Tuve que soportar los reproches de los clérigos, delante del obispo. Intenté justificarme arguyendo que la muralla era débil y poco elevada en algunos puntos.
 Me vi impotente, inmerso repentinamente en una especie de juicio contra mi persona. Parecía que había sido yo mismo el autor de los robos y fechorías. 
 —Nadie puede evitar totalmente que haya ladrones. Desde que el mundo es mundo ha habido quienes se apropian de lo ajeno.
"...Salimos de la ciudad por la puerta del Sol. Era una mañana invernal de radiante luz. El río resplandecía allá abajo entre los desnudos troncos de los árboles y los senderos estaban abarrotados de gentes que iban y venían a pie, a lomos de caballerías o en sus carros tirados por bueyes.
 Tenía razón al decir que el arrabal había cambiado mucho.
 Quizá fue ésta la primera vez que me di cuenta de que el tiempo había pasado. Ambos éramos ahora hombres importantes. La gente nos saludaba con reverencias, se apartaban a nuestro paso y nos trataban servilmente. 
"...—Mírate, amigo mío —dijo, paseando la mirada por mis vestidos—. Parece que aún andas en la hueste, de acá para allá, como un simple escudero.

El protagonista enferma...

Desperté repentinamente envuelto en sudor. Tenía la mente muy espesa y no podía recordar por qué estaba en aquel salón. 
 Me incorporé y bebí. Mientras lo hacía, la miraba de soslayo. Era verdaderamente una mujer bellísima. Tenía un cuello largo y fino, la barbilla redondeada, los labios rosados y la nariz recta, perfecta. El cabello dorado le caía sobre los hombros. Un bonito vestido de color granate cubría su hermoso cuerpo. En mi estado febril, su agradable presencia era como una aparición.

  —¡Qué bella eres! —balbucí, dejando escapar un alocado pensamiento..."
"...—¿Quieres dar un paseo? —me preguntó ella por la mañana—. Ha vuelto el color a tus mejillas y ya no tienes fiebre. Las medicinas de Abasud han obrado en tu cuerpo. No te hará mal un poco de aire fresco.

  Abrió las ventanas. Fuera lucía el sol, pero un vientecillo frío penetró en la alcoba, helándome el rostro.

  —Se está bien aquí —dije, perezoso—, temo enfriarme de nuevo y recaer..."
"...—¿Qué te sucede? —preguntó.

  Era tan bella que se aflojaban todas mis fuerzas al contemplarla y la mente se me quedaba en blanco al encontrarme con su mirada dulce e inteligente a la vez.

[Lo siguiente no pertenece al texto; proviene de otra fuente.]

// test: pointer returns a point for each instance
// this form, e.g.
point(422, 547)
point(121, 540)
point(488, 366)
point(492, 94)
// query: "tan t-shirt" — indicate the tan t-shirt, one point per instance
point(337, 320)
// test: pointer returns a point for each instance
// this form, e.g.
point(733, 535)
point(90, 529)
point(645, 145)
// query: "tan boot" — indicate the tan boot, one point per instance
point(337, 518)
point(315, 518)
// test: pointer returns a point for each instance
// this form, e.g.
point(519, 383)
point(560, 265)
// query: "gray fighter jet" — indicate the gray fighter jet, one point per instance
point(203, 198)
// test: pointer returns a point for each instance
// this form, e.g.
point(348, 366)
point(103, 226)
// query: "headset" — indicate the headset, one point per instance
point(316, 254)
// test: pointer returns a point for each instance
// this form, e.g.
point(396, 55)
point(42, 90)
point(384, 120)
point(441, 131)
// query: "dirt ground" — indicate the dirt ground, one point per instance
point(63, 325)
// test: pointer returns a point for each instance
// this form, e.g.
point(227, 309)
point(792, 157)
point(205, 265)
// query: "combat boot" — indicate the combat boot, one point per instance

  —¿Cómo te llamas? —musité con voz casi inaudible, asombrado.

  —¿Qué dices?

  —¿Cómo te llamas? —repetí, mirándola, cada vez más extasiado.

  —¡Ah, ahora te acuerdas de preguntar eso! Te he cuidado día y noche durante una semana y parecías no querer saber mi nombre, y ahora…

  —Estábamos solos los dos. Tú eras tú y yo era yo. No hubo necesidad de decir el nombre.

  —¿Y ahora? ¿Por qué hay necesidad ahora de conocerlo?

  —Si te pierdes, habré de llamarte de alguna manera.

  —¿Si me pierdo? ¡Qué bobo eres!

  Le cogí de la mano e insistí:

  —Vamos, dímelo ya.

  —Eudoxia —contestó en un susurro.

  —Te llamaré Doxia.

  —Es así como me conocen mis amigos.